Serum adiponectin is another signaling molecule that can be traced to adipose tissue - it is decreased in obesity and insulin resistance [39]. On the other hand, clinical research indicates that in kidney disease the concentration is increased [40, 41] despite the simultaneous reduction in insulin sensitivity [22, 42]. In this study, adiponectin was positioned as the connector between death and microvascular complications, and 24 h-urine metabolites (Figure 2), and a similar role in the middle of aging, serum creatinine and urine excretion remained in the gender-adjusted network (Figure 1). The results suggest that kidney function is a stronger determinant of adiponectin concentrations in these patients than the inverse correlation with obesity.

Aging and diastolic blood pressure are first positively correlated but then become negatively correlated at higher age. The process is accelerated in type 1 diabetes, most likely due to arterial stiffening [43, 44]. The same phenomenon was also detected here from another perspective: significantly stronger negative correlations were observed within the macroalbuminuria and ESRD groups, which can indicate that the vascular aging is ahead of the KDNEG subset, even beyond the small chronological age difference.
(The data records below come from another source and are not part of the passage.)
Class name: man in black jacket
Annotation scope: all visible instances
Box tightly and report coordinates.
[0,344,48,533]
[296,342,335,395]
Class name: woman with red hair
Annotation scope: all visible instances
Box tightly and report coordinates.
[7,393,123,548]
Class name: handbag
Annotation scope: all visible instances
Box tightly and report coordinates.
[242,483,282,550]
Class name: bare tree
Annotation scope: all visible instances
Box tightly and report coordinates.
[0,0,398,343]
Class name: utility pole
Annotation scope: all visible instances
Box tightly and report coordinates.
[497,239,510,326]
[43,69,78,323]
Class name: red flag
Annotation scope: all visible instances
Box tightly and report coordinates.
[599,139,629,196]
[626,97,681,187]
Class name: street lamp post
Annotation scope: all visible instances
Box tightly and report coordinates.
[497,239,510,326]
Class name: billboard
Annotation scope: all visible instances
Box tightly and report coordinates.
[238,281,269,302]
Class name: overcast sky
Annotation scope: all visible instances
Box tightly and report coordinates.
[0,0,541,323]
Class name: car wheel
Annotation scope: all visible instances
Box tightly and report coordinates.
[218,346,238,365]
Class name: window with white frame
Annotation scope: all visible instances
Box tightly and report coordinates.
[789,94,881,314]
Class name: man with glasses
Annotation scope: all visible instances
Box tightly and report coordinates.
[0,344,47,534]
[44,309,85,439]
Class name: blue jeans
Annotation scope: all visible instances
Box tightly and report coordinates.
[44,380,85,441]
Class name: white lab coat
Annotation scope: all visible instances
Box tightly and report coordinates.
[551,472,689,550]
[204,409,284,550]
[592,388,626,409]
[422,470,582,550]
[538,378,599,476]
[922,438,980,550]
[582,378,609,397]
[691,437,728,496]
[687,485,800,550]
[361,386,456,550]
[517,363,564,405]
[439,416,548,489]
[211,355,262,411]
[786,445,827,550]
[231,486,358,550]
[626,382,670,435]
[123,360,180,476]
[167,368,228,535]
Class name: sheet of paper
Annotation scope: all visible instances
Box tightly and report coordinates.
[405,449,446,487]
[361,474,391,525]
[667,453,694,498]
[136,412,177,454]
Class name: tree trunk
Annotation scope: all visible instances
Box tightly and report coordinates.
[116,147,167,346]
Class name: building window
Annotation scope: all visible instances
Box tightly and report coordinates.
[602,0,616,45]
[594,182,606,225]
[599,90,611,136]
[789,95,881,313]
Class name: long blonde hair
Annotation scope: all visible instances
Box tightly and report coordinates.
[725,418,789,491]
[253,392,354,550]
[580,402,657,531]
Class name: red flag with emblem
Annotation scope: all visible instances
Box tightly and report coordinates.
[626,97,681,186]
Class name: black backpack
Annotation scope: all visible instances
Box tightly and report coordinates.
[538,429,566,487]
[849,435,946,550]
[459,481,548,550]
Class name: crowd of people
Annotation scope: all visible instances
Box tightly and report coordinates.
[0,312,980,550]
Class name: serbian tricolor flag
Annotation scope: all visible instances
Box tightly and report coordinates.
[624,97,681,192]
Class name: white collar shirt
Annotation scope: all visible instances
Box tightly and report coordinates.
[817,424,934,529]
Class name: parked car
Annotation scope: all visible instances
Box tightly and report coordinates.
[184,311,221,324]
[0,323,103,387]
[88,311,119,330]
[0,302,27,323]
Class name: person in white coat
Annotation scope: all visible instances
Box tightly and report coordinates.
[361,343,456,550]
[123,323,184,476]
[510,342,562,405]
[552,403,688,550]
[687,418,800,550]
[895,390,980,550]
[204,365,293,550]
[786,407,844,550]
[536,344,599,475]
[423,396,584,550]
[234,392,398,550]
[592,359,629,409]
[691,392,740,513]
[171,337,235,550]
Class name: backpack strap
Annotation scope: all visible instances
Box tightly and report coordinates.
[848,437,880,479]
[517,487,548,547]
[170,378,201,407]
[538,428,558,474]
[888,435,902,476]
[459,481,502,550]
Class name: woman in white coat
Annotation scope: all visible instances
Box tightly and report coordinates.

On the other hand, systolic blood pressure is less age-dependent in macroalbuminuria and ESRD groups, which is probably caused by interference from medication and the decline in the capacity of the heart to compensate for arterial stiffening [45, 46].

Conclusion

The various clinical and biochemical risk factors that predispose to cardiovascular disease and diabetic complications share mutual connections that have overlapping origins in methodology, physiology and pathology. It may not be possible to fully isolate the effects of the various components in the traditional reductionist framework. Therefore, we think that the complex pattern of links between diverse characteristics such as working ability, life style, aging and biofluid chemistry is explicit evidence to develop multifactorial and multidisciplinary paradigms for the research, treatment and prevention of diabetic complications.